You can see the Medscape coverage of this meta-analysis here. I hesitated to share it with the community for fear of frightening our members, who are participating in the lecanamab trials, but please note that volume loss was not found with that specific drug, but other effects were found. On balance, I think this is a well-researched, unbiased examination of long term effects.
Accelerated Brain Volume Loss Caused by Anti–β-Amyloid Drugs: A Systematic Review and Meta-analysis
https://n.neurology.org/content/early/2 ... 0000207156
Abstract
Objectives: To evaluate brain volume changes caused by different sub-classes of anti-amyloid beta (Aβ) drugs trialled in patients with Alzheimer’s disease.
Methods: PubMed, Embase and Clinicaltrial.gov databases were searched for clinical trials of anti-Aβ drugs. This systematic review and meta-analysis included adults enrolled in randomized controlled trials of anti-Aβ drugs (n=8062 to 10279). The inclusion criteria were as follows: (1) randomized controlled trials of patients treated with anti-Aβ drugs that have demonstrated to favourably change at least one biomarker of pathological Aβ; and (2) detailed MRI data sufficient to assess the volumetric changes in at least one brain region. MRI brain volumes were used as the primary outcome measure; brain regions commonly reported include the hippocampus, lateral ventricle and whole brain. Amyloid-Related Imaging Abnormalities (ARIA) were investigated when reported in clinical trials. Of the 145 trials reviewed, 31 were included in the final analyses.

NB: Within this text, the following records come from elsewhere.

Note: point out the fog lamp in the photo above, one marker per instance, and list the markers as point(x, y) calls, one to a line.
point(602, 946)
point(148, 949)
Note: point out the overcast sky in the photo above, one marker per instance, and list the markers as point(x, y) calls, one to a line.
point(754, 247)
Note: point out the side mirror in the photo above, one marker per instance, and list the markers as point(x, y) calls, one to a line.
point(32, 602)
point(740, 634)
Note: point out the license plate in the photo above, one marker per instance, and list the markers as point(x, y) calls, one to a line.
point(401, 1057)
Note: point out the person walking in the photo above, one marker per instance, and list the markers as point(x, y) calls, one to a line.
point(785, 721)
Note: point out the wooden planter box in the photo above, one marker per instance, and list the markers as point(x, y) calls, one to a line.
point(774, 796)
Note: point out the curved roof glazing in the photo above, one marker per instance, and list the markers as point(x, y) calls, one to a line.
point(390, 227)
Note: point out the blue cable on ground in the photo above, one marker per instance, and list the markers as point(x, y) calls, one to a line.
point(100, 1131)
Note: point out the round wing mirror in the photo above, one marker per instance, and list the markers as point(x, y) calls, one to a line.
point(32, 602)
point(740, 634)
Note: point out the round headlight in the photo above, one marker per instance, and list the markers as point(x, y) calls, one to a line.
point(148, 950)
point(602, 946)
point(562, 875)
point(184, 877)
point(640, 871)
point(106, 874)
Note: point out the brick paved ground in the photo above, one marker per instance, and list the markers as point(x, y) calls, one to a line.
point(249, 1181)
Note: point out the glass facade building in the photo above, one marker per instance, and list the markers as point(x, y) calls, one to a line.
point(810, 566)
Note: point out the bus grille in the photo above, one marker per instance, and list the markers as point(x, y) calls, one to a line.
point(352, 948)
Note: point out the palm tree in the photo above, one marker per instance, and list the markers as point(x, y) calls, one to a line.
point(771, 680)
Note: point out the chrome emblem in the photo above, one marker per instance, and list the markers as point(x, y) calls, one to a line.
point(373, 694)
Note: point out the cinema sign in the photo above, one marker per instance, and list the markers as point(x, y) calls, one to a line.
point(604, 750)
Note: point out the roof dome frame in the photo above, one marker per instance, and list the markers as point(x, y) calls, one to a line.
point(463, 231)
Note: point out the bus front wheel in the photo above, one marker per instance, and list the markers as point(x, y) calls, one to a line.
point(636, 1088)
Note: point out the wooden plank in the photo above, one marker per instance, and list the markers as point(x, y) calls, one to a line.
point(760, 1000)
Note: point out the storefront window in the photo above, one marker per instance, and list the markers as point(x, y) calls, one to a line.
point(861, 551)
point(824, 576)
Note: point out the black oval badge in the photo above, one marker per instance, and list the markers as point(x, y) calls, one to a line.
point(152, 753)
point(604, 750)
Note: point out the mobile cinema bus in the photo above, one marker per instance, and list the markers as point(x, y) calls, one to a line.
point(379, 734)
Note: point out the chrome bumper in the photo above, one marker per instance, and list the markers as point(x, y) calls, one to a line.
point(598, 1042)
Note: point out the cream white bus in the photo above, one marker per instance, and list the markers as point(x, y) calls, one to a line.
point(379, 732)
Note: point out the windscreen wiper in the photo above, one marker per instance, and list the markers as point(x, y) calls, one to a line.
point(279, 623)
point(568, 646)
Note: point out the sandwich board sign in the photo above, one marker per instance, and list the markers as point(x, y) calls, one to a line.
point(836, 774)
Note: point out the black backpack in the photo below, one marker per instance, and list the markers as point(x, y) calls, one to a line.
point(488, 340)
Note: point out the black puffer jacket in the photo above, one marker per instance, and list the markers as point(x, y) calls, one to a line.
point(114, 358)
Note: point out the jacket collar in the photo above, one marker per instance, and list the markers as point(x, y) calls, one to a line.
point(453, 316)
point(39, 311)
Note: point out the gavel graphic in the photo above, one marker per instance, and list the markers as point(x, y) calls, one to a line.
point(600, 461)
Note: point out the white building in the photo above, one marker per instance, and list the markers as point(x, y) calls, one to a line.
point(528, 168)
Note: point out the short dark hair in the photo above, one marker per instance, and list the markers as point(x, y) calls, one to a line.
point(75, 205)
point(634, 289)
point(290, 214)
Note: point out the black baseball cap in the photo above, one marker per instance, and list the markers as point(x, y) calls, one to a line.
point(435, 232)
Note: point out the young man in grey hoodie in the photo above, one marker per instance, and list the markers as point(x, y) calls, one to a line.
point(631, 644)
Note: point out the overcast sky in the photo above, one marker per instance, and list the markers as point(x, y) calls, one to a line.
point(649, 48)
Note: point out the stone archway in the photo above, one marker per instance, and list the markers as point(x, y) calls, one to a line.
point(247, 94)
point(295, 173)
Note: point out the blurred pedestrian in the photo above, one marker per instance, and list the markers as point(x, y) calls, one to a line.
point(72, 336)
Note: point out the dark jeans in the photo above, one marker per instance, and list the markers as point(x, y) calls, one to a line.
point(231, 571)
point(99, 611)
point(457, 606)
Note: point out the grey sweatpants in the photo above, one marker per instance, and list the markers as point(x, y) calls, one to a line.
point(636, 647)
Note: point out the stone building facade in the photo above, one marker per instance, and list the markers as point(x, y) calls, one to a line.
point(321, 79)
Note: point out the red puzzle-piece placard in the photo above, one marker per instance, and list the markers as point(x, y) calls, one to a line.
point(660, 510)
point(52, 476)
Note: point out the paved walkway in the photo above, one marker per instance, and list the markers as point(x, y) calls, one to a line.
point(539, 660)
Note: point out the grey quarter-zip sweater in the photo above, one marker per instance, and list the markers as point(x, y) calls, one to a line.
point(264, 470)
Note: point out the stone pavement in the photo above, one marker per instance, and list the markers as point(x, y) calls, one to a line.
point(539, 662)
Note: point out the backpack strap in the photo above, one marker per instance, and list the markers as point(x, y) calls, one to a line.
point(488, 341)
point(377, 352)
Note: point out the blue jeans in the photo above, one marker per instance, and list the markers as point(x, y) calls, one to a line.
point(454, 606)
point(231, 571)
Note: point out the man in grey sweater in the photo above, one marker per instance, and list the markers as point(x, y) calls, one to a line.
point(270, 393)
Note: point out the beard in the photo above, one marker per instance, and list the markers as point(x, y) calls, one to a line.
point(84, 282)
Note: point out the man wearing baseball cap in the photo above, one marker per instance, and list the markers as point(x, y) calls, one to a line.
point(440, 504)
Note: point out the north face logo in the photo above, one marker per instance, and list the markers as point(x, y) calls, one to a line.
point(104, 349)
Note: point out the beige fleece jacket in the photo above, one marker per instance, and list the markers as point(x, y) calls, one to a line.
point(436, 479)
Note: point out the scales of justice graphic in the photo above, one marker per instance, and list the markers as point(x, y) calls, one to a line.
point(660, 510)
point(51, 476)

Results: A meta-analysis on the highest dose of each trial on hippocampus, ventricle, and whole brain revealed drug-induced acceleration of volume changes that varied by anti-Aβ drug class. Secretase inhibitors accelerated atrophy to the hippocampus (mean difference: -37.1 µL [-19.6% relative to change in placebo]; 95% confidence interval: -47.0 to -27.1) and whole brain (-3.3mL [-21.8% relative to change in placebo]; 95% confidence interval: -4.1 to 2.5). Conversely, ARIA-inducing monoclonal antibodies accelerated ventricular enlargement (mean difference: +2.1mL [+38.7% relative to change in placebo]; 95% confidence interval: 1.5 to 2.8) where a striking correlation between ventricular volume and ARIA frequency was observed (r=0.86, p=6.22x10-7). Mild Cognitively Impaired participants treated with anti-Aβ drugs were projected to have a material regression toward brain volumes typical of Alzheimer’s dementia ∼8 months earlier than if they were untreated.

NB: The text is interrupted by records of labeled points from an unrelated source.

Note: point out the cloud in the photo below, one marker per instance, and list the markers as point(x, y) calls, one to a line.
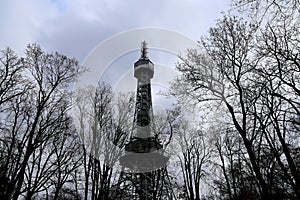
point(74, 27)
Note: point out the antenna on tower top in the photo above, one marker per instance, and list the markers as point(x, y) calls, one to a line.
point(144, 49)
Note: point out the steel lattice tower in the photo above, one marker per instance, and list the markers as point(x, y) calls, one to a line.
point(143, 158)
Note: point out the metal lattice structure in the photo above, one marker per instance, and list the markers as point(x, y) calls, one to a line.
point(143, 163)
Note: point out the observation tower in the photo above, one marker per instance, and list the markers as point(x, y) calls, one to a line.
point(143, 158)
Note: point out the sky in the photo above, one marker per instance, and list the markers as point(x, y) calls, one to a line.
point(77, 28)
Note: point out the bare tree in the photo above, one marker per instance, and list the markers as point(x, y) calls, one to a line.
point(34, 116)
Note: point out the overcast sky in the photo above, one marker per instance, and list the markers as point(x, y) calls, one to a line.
point(74, 27)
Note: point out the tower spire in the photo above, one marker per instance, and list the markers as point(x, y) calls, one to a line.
point(144, 50)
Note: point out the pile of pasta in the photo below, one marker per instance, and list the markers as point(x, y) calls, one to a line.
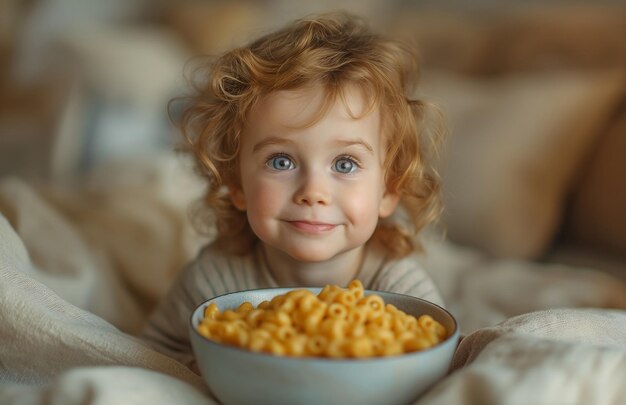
point(337, 322)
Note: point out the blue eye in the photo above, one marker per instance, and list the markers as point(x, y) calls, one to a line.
point(280, 162)
point(345, 165)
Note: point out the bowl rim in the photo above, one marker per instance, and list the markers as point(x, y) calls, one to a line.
point(455, 334)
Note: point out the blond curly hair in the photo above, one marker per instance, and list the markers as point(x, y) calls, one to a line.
point(334, 50)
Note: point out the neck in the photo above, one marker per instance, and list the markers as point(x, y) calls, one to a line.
point(288, 272)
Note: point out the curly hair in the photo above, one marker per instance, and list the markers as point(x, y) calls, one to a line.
point(333, 50)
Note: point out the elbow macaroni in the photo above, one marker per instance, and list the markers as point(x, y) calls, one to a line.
point(337, 322)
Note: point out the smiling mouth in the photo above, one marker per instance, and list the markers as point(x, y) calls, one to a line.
point(312, 227)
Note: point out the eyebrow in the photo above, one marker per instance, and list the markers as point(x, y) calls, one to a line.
point(357, 142)
point(281, 141)
point(270, 141)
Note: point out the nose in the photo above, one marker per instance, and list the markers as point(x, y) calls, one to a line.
point(313, 189)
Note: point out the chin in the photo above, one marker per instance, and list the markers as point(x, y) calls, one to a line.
point(311, 254)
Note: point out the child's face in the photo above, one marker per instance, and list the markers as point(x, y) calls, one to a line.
point(317, 192)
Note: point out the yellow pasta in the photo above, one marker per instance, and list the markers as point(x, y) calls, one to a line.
point(336, 323)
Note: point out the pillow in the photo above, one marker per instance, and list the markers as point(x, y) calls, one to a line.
point(515, 143)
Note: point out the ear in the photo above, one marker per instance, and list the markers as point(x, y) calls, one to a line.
point(238, 198)
point(388, 204)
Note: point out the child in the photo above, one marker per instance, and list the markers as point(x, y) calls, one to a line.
point(308, 143)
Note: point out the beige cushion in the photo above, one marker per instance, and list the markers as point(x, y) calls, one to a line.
point(515, 144)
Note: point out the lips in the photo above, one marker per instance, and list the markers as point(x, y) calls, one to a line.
point(312, 227)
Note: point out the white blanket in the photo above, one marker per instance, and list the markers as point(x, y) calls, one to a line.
point(73, 296)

Conclusions: These findings reveal the potential for anti-Aβ therapies to compromise long-term brain health by accelerating brain atrophy, and provide new insight into the adverse impact of ARIA. Six recommendations emerge from these findings.
Some Anti-Amyloid are linked to Accelerated Brain Atrophy
Re: Some Anti-Amyloid are linked to Accelerated Brain Atrophy
Julie,Julie G wrote: ↑Fri Apr 07, 2023 2:36 am You can see the Medscape coverage of this meta-analysis here. I hesitated to share it with the community for fear of frightening our members, who are participating in the lecanamab trials, but please note that volume loss was not found with that specific drug, but other effects were found. On balance, I think this is a well-researched, unbiased examination of long term effects.

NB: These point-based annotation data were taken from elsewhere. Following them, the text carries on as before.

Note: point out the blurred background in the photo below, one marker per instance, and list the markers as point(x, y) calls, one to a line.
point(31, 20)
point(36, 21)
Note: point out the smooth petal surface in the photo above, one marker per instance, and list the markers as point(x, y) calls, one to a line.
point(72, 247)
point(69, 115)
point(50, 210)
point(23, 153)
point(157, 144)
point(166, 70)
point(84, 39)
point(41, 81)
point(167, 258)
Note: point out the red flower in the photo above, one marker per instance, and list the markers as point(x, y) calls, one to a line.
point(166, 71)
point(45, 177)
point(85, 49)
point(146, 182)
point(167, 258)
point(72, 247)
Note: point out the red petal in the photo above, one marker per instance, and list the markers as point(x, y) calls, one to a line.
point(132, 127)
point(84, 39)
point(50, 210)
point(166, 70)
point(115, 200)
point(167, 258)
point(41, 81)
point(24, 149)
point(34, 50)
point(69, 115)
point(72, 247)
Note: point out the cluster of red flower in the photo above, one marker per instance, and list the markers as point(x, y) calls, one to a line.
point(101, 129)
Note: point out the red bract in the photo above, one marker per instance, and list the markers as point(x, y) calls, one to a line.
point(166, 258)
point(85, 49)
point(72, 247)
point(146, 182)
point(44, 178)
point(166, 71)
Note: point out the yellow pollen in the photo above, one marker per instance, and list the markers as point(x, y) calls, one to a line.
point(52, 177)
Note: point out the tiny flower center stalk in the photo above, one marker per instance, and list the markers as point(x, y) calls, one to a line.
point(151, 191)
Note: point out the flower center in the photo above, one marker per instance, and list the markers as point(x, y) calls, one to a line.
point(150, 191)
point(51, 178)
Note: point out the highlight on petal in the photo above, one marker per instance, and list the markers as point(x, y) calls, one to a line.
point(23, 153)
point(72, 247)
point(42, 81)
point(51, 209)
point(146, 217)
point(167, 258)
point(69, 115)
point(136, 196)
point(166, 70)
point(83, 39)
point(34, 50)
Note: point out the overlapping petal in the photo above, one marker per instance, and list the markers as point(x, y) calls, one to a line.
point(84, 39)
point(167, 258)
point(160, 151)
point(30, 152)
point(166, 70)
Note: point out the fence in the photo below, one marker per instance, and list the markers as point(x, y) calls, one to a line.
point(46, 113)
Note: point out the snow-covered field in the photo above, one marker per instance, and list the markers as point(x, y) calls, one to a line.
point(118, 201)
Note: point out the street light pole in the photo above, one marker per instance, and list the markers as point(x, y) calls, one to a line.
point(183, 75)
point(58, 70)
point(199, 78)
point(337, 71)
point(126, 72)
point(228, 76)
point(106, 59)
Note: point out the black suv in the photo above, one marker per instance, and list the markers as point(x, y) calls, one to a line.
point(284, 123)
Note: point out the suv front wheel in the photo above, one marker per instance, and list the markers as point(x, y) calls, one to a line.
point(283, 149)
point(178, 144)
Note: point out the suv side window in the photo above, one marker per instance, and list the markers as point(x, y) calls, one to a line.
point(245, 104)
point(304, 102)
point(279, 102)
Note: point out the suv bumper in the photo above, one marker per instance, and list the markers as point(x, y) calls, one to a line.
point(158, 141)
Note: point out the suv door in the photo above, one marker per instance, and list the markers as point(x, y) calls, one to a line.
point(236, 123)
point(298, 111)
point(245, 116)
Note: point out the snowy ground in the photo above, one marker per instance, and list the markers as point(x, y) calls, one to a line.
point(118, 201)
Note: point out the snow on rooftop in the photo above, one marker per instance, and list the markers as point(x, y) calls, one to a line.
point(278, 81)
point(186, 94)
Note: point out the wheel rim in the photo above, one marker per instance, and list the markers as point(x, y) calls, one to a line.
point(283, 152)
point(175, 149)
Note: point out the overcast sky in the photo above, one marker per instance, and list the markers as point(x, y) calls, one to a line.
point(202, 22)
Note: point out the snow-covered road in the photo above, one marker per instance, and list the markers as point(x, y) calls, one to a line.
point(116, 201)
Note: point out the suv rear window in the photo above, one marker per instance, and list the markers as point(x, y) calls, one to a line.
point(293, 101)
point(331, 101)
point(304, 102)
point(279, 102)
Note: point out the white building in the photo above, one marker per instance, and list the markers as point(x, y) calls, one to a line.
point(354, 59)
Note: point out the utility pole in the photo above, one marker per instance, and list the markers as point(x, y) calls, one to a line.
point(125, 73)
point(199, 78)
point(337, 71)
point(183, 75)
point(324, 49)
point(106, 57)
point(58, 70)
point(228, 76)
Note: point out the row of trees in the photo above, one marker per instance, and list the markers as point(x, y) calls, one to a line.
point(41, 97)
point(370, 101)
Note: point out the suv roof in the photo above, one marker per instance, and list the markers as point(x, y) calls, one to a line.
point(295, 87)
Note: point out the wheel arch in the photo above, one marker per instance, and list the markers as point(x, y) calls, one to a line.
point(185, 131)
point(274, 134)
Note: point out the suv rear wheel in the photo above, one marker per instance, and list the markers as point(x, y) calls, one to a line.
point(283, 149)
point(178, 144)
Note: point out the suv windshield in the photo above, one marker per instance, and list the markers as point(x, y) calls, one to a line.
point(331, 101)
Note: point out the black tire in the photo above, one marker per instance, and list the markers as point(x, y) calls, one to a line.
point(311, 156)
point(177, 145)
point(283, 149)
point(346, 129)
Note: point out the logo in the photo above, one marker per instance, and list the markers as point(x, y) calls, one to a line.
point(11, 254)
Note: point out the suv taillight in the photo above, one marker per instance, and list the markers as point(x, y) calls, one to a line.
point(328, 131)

Accelerated Brain Volume Loss Caused by Anti–β-Amyloid Drugs: A Systematic Review and Meta-analysis
https://n.neurology.org/content/early/2 ... 0000207156
Abstract
Objectives: To evaluate brain volume changes caused by different sub-classes of anti-amyloid beta (Aβ) drugs trialled in patients with Alzheimer’s disease....
Results: A meta-analysis on the highest dose of each trial on hippocampus, ventricle, and whole brain revealed drug-induced acceleration of volume changes that varied by anti-Aβ drug class....
...a striking correlation between ventricular volume and ARIA frequency was observed...
Conclusions: These findings reveal the potential for anti-Aβ therapies to compromise long-term brain health by accelerating brain atrophy, and provide new insight into the adverse impact of ARIA....
I appreciate your honest concern for those of us in trials or treatment with lecanemab, donanemab or Aduhelm. The issue of the potential for some people treated with anti-amyloid monoclonal antibodies to show volume changes in one or more areas of the brain is not welcome. But it is not news to me, although it may be to others, having been discussed at the Alzheimer's Association meeting last summer and, I believe, at the November CTAD conference.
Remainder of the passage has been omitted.